Neo-Orientalism: Deconstructing claims of apartheid in the Palestinian-Israeli conflict

Written by Barrister Joshua Kern and NGO Monitor Legal Advisor Anne Herzberg

Executive Summary

In December 2021, we published a report titled False Knowledge as Power: Deconstructing Definitions of Apartheid that Delegitimise the Jewish State, which sought to rectify the lack of a coherent and legally substantiated definition of the crime of apartheid. Accusations of this crime against humanity have been historically leveled at the state of Israel and its officials by powerful NGOs such as Human Rights Watch (HRW), B’Tselem and, most recently, Amnesty International. The lack of an accepted definition of the crime of apartheid has been harnessed by central actors in the campaign to delegitimise Israel, who apply the term to characterise the political and legal nature of Israel’s government, and in many cases to delegitimise the notion of Israel’s identity as a Jewish state.

The legal analysis found the definitions of apartheid’s elements commonly used by the NGOs to be unreasoned by reference to principles and instruments of international law; consequently, we found the legal basis upon which accusations of apartheid against Israel rest to be invalid.

In this report, we expand on this analysis by assessing whether apartheid, as previously defined, is applicable to Israel and territories under its military administration. Building upon our previous analysis, it aims to respond to the most politicised aspects of the NGOs’ allegations by presenting a clear-eyed review of the validity of common claims which are said to support a case that apartheid is being committed in Israel, the West Bank, and Gaza.
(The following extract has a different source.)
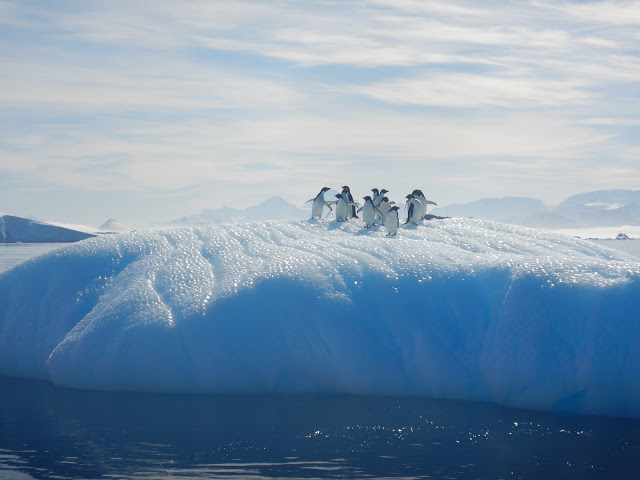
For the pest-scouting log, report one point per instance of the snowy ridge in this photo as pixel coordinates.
(454, 308)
First, we examine specific allegations made in the main NGO and UN reports alleging Israeli responsibility for apartheid – including publications by Human Rights Watch, Amnesty, B’Tselem, Al Haq, and former UN Rapporteur Richard Falk. We also review prominent academic publications and the 2018 Palestinian complaint to the Committee on the Elimination of Racial Discrimination. We then turn to the topics that appear most frequently in such publications, including the concept of a “Jewish State,” the Law of Return, the Nation State Law, separate legal regimes in Area C of the West Bank, freedom of movement, “right of return,” settlements, and the concept of race and racial groups. We analyse claims made regarding these issues against the elements of the crime of apartheid in the Rome Statute per False Knowledge as Power. We conclude with a discussion about institutional discrimination and offer recommendations to the government of Israel.

Main Findings:

  • Apartheid discourse is not merely criticism of or an attempt to improve Israeli policy. Rather, it is used by NGOs and UN officials to construct a narrative that presents Israel’s very existence as a Jewish state as illegitimate.
  • The NGO and UN reports present an ahistorical and decontextualized narrative to press the case of apartheid. The publications erase the international community’s endorsement of the creation of a Jewish State, alongside Arab States; Arab military aggression and the ongoing Palestinian rejection of any final settlement to date; Palestinian political divisions and the root causes of fragmentation; and how the ongoing armed conflict has shaped policy in the region.
  • NGO and UN publications overwhelmingly adopt an neo-orientalist approach towards Zionism and Judaism. Their claims rest on antisemitic caricatures and stereotypes, which trivialize how Jews have, for thousands of years, defined their peoplehood and their religion.
  • Claims that Israel imposes a single, institutionalised apartheid regime “from the river to the sea,” and has deliberately “fragmented” the Palestinians are false. The existing territorial and political division of the Palestinian population results not from Israeli policies of “domination,” but rather from geopolitical factors impacting the history of the conflict, including Arab rejectionism, the 1947 UN Partition Plan, Jordanian and Egyptian control over the West Bank and Gaza respectively, the Oslo Accords (mutually agreed to between Israel and the PLO and witnessed by representatives of the international community), and Palestinian political splits.
  • Contrary to NGO and UN rapporteurs’ claims, there is no fundamental incompatibility between Israel’s identity as a Jewish state and the protection of equality for all its citizens.
  • Israel’s Law of Return does not provide for “Jewish preferential citizenship,” nor does it make the citizenship of non-Jews in any way inferior. Its provisions are consistent with international norms.
  • Any reasonable assessment of Israel’s policies must be viewed through the lens of its security dilemma and the context of armed conflict within which they are implemented. NGO and UN reporting consistently fails to address these issues.
  • An intention to secure the right of a people to reside in their ancient homeland, alongside Palestinian communities, cannot be said to entail an intention to establish and maintain a relationship of “domination and oppression.”